Mudiyanse Tennekoon

Our Aims and Methods

Since its inception, Cultural Survival of Sri Lanka has helped indigenous people and other traditional (puranagama) communities to articulate, document and disseminate their age-old traditions of living ecological and cultural wisdom. In the process, it has served in a bridge-building capacity between diverse perspectives, helping rural communities to deal as equals with their urban counterparts in the democratic decision-making process, even while making the practical wisdom of Sri Lanka's village hinterland accessible and understandable to the urbanized, Western-oriented population.

We maintain that cultural diversity is one of the greatest social resources for any nation and that Sri Lanka in particular is extraordinarily well endowed in this respect. All too often, however, in their haste to emulate the fashions and tastes of other societies, Sri Lankans have been too willing to shed their rich cultural inheritance in exchange for the outward trappings of fashionable 'advanced' societies. Mudiyanse Tennekoon This abandonment of traditional values and institutions has in recent years accelerated to create a social and moral vacuum that has turned into a breeding ground for social intolerance and unbridled consumerism with dire consequence for present and future generations.

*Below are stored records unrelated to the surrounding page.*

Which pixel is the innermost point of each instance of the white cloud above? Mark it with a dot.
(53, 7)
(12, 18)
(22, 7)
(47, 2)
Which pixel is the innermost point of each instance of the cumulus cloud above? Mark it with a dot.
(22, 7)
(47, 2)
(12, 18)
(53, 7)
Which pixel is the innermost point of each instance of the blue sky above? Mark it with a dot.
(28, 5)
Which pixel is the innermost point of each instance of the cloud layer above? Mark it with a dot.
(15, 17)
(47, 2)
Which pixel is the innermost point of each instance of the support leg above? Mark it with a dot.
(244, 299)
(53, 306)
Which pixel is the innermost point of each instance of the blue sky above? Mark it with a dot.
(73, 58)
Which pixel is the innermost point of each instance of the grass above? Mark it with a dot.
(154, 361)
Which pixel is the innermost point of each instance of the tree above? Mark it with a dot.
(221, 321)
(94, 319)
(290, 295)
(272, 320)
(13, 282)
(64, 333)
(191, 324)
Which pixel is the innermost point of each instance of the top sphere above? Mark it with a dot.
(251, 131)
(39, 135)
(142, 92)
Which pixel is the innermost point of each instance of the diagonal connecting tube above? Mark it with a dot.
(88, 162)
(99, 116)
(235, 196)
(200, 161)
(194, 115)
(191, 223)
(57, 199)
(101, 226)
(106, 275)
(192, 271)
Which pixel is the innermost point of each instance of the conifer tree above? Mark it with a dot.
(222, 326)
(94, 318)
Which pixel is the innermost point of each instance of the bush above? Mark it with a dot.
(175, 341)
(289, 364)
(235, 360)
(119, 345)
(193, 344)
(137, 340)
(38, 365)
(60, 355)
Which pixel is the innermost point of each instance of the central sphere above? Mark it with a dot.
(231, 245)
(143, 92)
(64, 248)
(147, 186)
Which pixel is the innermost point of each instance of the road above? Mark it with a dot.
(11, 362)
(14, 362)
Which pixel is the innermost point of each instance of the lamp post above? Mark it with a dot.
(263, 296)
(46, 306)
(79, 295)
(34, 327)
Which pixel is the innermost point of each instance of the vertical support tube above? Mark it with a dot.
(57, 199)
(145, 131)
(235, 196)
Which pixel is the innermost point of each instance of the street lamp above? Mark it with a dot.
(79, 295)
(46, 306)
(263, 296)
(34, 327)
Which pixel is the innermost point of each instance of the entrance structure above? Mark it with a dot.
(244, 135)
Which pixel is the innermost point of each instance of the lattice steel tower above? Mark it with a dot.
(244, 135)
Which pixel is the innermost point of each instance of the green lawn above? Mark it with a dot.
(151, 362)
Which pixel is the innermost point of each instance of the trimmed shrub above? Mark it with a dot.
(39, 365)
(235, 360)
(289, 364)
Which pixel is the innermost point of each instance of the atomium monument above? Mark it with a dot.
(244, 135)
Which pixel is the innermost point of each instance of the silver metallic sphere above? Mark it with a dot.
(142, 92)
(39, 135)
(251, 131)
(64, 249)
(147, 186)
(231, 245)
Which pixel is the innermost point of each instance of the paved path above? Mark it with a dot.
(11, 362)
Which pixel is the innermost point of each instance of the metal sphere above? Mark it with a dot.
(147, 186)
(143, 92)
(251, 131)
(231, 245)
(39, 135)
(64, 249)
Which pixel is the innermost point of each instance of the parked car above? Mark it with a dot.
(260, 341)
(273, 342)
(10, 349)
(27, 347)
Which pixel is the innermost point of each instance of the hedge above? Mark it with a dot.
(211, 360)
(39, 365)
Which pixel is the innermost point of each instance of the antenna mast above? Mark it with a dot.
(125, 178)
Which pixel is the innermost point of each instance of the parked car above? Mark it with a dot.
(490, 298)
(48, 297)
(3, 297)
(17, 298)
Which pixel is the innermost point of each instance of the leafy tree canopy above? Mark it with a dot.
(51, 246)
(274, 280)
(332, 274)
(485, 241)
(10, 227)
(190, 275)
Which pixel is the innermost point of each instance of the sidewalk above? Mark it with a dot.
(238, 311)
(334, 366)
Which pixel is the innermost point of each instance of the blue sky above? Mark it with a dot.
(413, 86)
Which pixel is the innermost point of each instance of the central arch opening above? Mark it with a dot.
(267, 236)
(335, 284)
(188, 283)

Moreover, as the holistic traditional perspective has long insisted, human culture and the natural environment are inextricably bound together as one complex living network or biosphere, and any disruption of our island's socio-cultural integrity is bound to have far-reaching effects upon the natural environment's fertility and capacity to support the quality of life that previous generations cherished and guarded through a conscientious policy of stewardship rather than ownership.

This awareness of and appreciation for our collective responsibility as the custodians of our yet-unfathomed cultural and environmental heritage, we believe, must be preserved and strengthened if we are to have any hope of preserving our traditional quality of life for generations to come.

In the name of development and progress, native peoples and other traditional communities have lost land, natural resources, and control over their own lives. The consequences have been social disease, despair and impoverishment for them -- and conflict and environmental devastation for us all. But such destruction is not inevitable.

Cultural Survival, the organization, does not consider cultural survival, the concept, to be a matter of clinging to folkways but rather a question of enabling people to determine their own future. Greed and ignorance, not fate, extinguish traditional societies. Rural communities may be dispossessed simply because they are weak, tempting targets. Development projects may destroy whole communities in the name of distorted notions of progress.